I rubbed the little girl's head but a tough protea had pierced the cellophane and scratched her cheek which she rubbed self-pityingly.

‘Come get your baggage now,' and as we waited Aunt Cissie explained. ‘Your mother's a funny old girl, you know. She just wouldn't come to the airport and I explained to her the whole family must be there. Doesn't want to have anything to do with us now, don't ask me why, jus turned against us jus like that. Doesn't talk, not that she ever said much, but she said, right there at your father's funeral – pity you couldn't get here in time – well, she said, “Now you can all leave me alone,” and when Boeta Danie said, “Ag man sister you musn't talk so, we've all had grief and the Good Lord knows who to take and who to leave,” well you wouldn't guess what she said' . . . and Aunt Cissie's eyes roved incredulously about my person as if a good look would offer an explanation . . . ‘she said plainly, jus like
that, “Danie,” jus dropped the Boeta there and then in front of everybody, she said . . . and I don't know how to say it because I've always had a tender place in my heart for your mother, such a lovely shy girl she was . . .'

‘Really?' I interrupted. I could not imagine her being described as shy.

‘Oh yes, quite shy, a real lady. I remember when your father wrote home to ask for permission to marry, we were so worried. A Griqua girl, you know, and it was such a surprise when he brought your mother, such nice English she spoke and good features and a nice figure also.'

Again her eyes took in my figure so that she was moved to add in parenthesis, ‘I'll get you a nice step-in. We get good ones here with the long leg, you know, gives you a nice firm hip-line. You must look after yourself man; you won't get a husband if you let yourself go like this.'

Distracted from her story she leaned over to examine the large ornate label of a bag bobbing by on the moving belt.

‘That's not mine,' I said.

‘I know. I can mos see it says Mev. H.J. Groenewald,' she retorted. Then, appreciatively as she allowed the bag to carry drunkenly along, ‘But that's now something else hey. Very nice. There's nothing wrong in admiring something nice man. I'm not shy and there's no Apartheid at the airport. You spend all that time overseas and you still afraid of Boers.' She shook her head reproachfully.

‘I must go to the lavatory,' I announced.

‘OK. I'll go with hey.'

And from the next closet her words rose above the sound of abundant pee gushing against the enamel of the bowl, drowning my own failure to produce even a trickle.

‘I made a nice pot of beans and samp, not grand of course but something to remind you you're home. Stamp-en-stoot
we used to call it on the farm,' and her clear nostalgic laughter vibrated against the bowl.
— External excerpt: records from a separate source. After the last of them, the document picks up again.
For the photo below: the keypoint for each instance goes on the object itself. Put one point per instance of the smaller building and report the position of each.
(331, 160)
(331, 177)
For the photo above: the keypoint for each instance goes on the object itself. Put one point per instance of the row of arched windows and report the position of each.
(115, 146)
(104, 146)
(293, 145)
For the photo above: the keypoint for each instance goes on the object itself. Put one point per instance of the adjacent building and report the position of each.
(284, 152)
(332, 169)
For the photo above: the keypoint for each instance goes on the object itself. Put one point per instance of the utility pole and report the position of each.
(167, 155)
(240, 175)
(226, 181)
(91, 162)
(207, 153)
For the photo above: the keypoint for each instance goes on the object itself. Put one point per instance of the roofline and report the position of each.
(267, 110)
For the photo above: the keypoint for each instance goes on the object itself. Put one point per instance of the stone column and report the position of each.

‘Yes,' I shouted, ‘funny, but I could actually smell beans and samp hovering just above the petrol fumes in the streets of London.'

I thought of how you walk along worrying about being late, or early, or wondering where to have lunch, when your nose twitches with a teasing smell and you're transported to a place so specific and the power of the smell summons the light of that day when the folds of a dress draped the brick wall and your hands twisted anxiously, Is she my friend, truly my friend?
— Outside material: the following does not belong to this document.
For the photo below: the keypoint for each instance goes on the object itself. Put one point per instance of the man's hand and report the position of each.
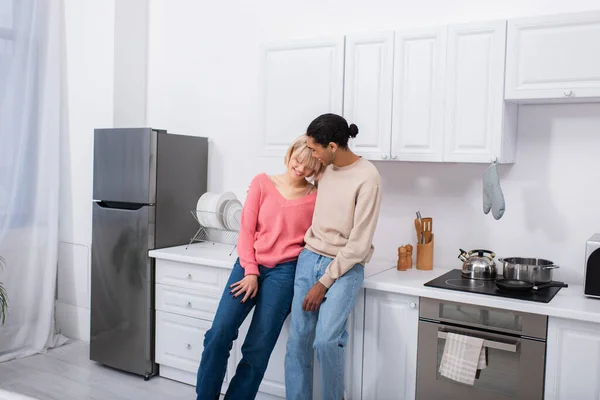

While Aunt Cissie chattered about how vile London was, a terrible place where people slept under the arches in newspapers and brushed the pigeonshit off their brows in the mornings. Funny how Europeans could sink so low. And the Coloured people from the West Indies just fighting on the streets, killing each other and still wearing their doekies from back home. Really, as if there weren't hairdressers in London. She had seen it all on TV. Through the door I watched the patent-leather shoes shift under the heaving and struggling of flesh packed into corsets.

‘Do they show the riots here in South Africa on TV?'

‘Ag, don't you start with politics now,' she laughed, ‘but I got a new TV you know.'

We opened our doors simultaneously and with the aid of flushing water she drew me back, ‘Yes, your father's funeral was a business.'

‘What did Mamma say?'

‘Man, you mustn't take notice of what she says. I always say that half the time people don't know what they talking about and blood is thicker than water so you jus do your duty hey.'

‘Of course Auntie. Doing my duty is precisely why I'm here.' It is not often that I can afford the luxury of telling my family the truth.
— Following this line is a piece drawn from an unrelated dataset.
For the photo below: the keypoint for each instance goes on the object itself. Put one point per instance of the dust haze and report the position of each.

‘But what did she say?' I persisted.

‘She said she didn't want to see you. That you've caused her enough trouble and you shouldn't bother to go up to Namaqualand to see her. And I said, “Yes Hannah it's no way for a daughter to behave but her place is with you now.”' Biting her lip she added, ‘You mustn't take any notice. I wasn't going to say any of this to you, but seeing that you asked . . . Don't worry man, I'm going with you. We'll drive up tomorrow.'

‘I meant what did she say to Uncle Danie?'

‘Oh, she said to him, “Danie,” jus like that, dropped the Boeta right there in the graveyard in front of everyone, she said, “He's dead now and I'm not your sister so I hope you Shentons will leave me alone.” Man, a person don't know what to do.'

Aunt Cissie frowned.

‘She was always so nice with us you know, such a sweet person, I jus don't understand, unless . . .' and she tapped her temple, ‘unless your father's death jus went to her head. Yes,' she sighed, as I lifted my rucksack from the luggage belt, ‘it never rains but pours; still, every cloud has a silver lining,' and so she dipped liberally into her sack of homilies and sowed them across the arc of attentive relatives.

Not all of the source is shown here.